Our Newer Nervous System: The Social Brain
To meet this need for socialization (in pairs, families, communities), a third subsystem developed. It is called “our higher social brain” and is also known as the “ventral vagal complex” (Porges, 2011). Evolution led to a modified and more complex brainstem which is activated when we hear a soothing voice, see a smiling or relaxed face, and notice calm gestures. These signs became our social safety cues. They contribute to our ability to feel safe in close proximity to another person. We even become more able to listen to their words and to connect with them on an emotional level.
You can imagine how this might work against you in a conflict situation. You have a concern to express to your partner and you are anxious about how they will respond to this concern/complaint. Because of your own discomfort, your facial muscles may tense and your voice sounds edgy. S/he responds to your distress with his/her own distress, guardedness, and maybe defensiveness.
Using Our Social Brain to Change Our Behavior
How can we use this knowledge to make the discussion more helpful and draw us closer, rather than get us caught in a negative loop? According to Stephen Porges, we can give ourselves social safety cues. These may include taking a few deep breaths and pausing for a moment.

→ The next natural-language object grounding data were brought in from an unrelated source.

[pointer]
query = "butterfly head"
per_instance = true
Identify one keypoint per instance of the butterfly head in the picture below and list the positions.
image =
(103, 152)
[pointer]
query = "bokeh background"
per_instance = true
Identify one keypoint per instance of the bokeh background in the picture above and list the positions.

We can try making a self-calming statement, such as “I have confidence that my concern will be heard." We can even try feeling compassion for the other person, especially when that person is a partner, who is probably extra sensitive to our distress.
Any self-calming behavior would be helpful in activating our own social safety cues. The benefits in terms of conflict resolution are clear. We will evoke a calmer response and a greater capacity for the other person to listen to what we are really saying. The benefits go beyond conflict resolution and toward strengthening the relationship. As Stephen Porges said, “Insofar as we can give ourselves and others social safety cues, we can become more attuned to our internal state, ‘more authentic.’ When we feel more authentic, we can become more safely vulnerable and connect with others."
Porges even goes as far as to say, “Connectedness with other mammals, other humans, and even our pet dogs and cats, is really, in a very pragmatic way, our purpose in life.” I think that’s a subjective view and I leave it to you to form your own opinion: Do we survive in order to connect, or do we connect in order to survive? Either way, I think we can agree upon the value of feeling connected to those we love.
Porges, Stephen W. (2011). The Polyvagal Theory: Neurophysiological Foundations of Emotions, Attachment, Communication, and Self-Regulation. New York: W.W. Norton & Company.